Losses at the UK’ Top 100 restaurant groups increased 94% to £151m last year, growing from a loss of £78m the year before, according to new research from UHY Hacker Young.
The firm said the top 100 restaurant groups have seen losses “worsen in recent years” and this trend is expected to continue as restaurants grapple with the difficulties of reopening whilst meeting social distancing guidelines.
The Government has announced that restaurants could be allowed to reopen on 4 July, although this would be at a reduced capacity to ensure social distancing.
Industry groups have since been lobbying the Government for more practical social distancing rules to ensure it is still financially viable for restaurants to reopen. For example, a reduction to a 1m gap between customers, rather than the proposed 2m.
Additional precautions that restaurants may need to put in place include Perspex screens at the bar and providing PPE for staff. However, there has been push back against these measures as they could reduce the attraction of going to a restaurant, leading to lower footfall.
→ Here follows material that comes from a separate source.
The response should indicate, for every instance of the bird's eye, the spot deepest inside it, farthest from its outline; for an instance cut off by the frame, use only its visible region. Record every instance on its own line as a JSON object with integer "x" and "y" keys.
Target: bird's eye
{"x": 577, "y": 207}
Additional costs that restaurants may incur if they reopen include:
- Hiring experts to conduct extensive risk-assessments to ensure that social distancing rules are safely enforced
- Bringing professional cleaners in more regularly to clean each premises
- Providing hand sanitizer for customers and PPE for staff
- A move from cash to contactless payments only. Some restaurants may need to invest more money into card machines which will incur transaction fees
In addition to fears over whether it will be financially viable to reopen on 4 July, many restaurants will also be concerned about the payments they will have to make when rent holidays come to an end on 30 June.
However, UHY said a wave of insolvencies within the restaurant sector is expected later this year. In order to remain solvent, a number of restaurants are likely to look at reducing branch estates, cutting menus and making further redundancies, especially once the furlough scheme comes to an end.
The use of Company Voluntary Arrangements (CVA) could become more prevalent as restaurants look for ways to survive. CVA’s involve agreeing payment of debt with creditors over a fixed time period, in order to continue trading.
Peter Kubik, partner at the firm’s London office, said: “The restaurant sector has been put under huge pressure by this crisis and the lockdown. The sector really needs the Government to formulate proposals that will help the sector bounce back as quickly as possible.”
He added: “Flexibility on social distancing rules will therefore be key in both ensuring customers enjoy their experience and restaurants remain profitable.
“Restaurants face big upcoming bills to deal with the post-lockdown period. It is essential they start putting in place cash management measures as soon as possible to ensure they have enough working capital to meet them.”